Своеобразная реставрация подходов русской академической науки, а вернее, одиозного историографического официоза Империи, маргинальных в историописании рубежа XIX–XX веков политически заострённых интерпретаций российского исторического процесса в духе национальной правой во второй половине 1930-х годов сопровождалась безудержным развенчанием «школы Покровского», а подкреплялась физическим устранением подавляющего большинства историков-марксистов «первых призывов».

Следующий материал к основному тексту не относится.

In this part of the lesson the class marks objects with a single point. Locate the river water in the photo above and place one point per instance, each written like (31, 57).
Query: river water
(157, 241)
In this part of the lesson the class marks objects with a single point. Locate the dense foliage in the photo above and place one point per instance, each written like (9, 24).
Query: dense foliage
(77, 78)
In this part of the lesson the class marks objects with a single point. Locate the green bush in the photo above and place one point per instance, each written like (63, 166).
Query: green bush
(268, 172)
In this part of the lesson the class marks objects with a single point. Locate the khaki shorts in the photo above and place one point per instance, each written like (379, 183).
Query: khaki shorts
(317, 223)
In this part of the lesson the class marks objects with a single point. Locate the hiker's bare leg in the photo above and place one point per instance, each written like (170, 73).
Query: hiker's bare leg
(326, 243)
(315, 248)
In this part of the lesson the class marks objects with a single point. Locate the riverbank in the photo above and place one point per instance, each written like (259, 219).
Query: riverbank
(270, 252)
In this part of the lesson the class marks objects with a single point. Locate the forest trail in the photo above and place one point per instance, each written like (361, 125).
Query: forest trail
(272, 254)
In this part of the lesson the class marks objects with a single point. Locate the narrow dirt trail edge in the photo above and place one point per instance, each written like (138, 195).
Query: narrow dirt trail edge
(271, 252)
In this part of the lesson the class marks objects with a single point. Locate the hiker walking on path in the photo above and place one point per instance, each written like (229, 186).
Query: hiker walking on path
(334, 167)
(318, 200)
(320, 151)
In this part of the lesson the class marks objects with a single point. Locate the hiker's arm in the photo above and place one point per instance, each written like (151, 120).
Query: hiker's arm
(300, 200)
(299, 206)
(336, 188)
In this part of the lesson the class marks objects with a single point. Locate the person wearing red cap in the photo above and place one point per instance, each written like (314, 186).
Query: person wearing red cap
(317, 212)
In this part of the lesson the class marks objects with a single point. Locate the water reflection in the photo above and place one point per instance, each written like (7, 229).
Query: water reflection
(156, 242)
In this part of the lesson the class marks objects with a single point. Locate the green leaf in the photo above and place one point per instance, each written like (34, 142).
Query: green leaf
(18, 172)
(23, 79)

В ходе обсуждения известного доклада А.В. Шестакова в Институте красной профессуры «Методы и приёмы вредительской работы на историческом фронте» 31 октября 1937 года М.В. Нечкина упрекала «школу Покровского» в отсутствии «чувства Родины». В обличительном запале она договорилась до того, что «теория Покровского белофинская», согласно которой «в жилах русского народа течет финская кровь». В процессе просмотра стенограммы этот пассаж был вычеркнут{15}. Финская тема в 1930-е годы звучала на разные лады в идеологических упражнениях, отражая одно из направлений внешнеполитических устремлений советского правительства. Руководство Марийской автономии сочло за благо отмежеваться от нежелательного и опасного родства языка мари («восточных финнов») с языком основного населения Финляндии. На областной партконференции в 1934 году Марийский обком ВКП(б) обнародовал своё заключение-предупреждение: «Как преподаётся в пединституте история мари, марийского языка? Увязывается вопрос марийского языка с другими, говорится о родственной связи мари с финнами, венграми и т. д., и т. п. Мы не можем допустить, чтобы кафедры высшей школы превратились в кафедры пропаганды буржуазных мнений или людей, которые отражают линию контрреволюционных интеллигентов». В соответствии с этой установкой было сфабриковано дело «федералистов», которые стремятся к созданию «Федерации финно-угорских племён под протекторатом Финляндии», или «Великой Финляндии»{16}.

М.В. Нечкина

Те из учеников и коллег Покровского, которым дозволили остаться в обновленной историографии, расписались в своей полной лояльности, приняв участие в двух сборниках статей, изданных в 1939 и 1940 годах. Эти издания знаменовали отлучение Покровского от историографии советской державы. Сами их названия говорили об окончательном «приговоре» по «делу» некогда всесильного историографа — «Против исторической концепции М.Н. Покровского» и «Против антимарксистской концепции М.Н. Покровского». Оснащение фамилии Покровского его инициалами в заглавиях сборников («врагам народа» имена и отчества при упоминании их фамилий не полагались) всё же проводило незримую черту между «бандой фашистских прихвостней» — имиджем «старой гвардии» большевизма второй половины 1930-х годов — и Покровским, которому суждено было умереть в своей постели. Этот политиканский штрих потребен был, верно, для негласного обоснования того, что некоторые из близких Покровскому людей продолжали служить советскому государству. И того, что прах Покровского упокоен в Кремлёвской стене.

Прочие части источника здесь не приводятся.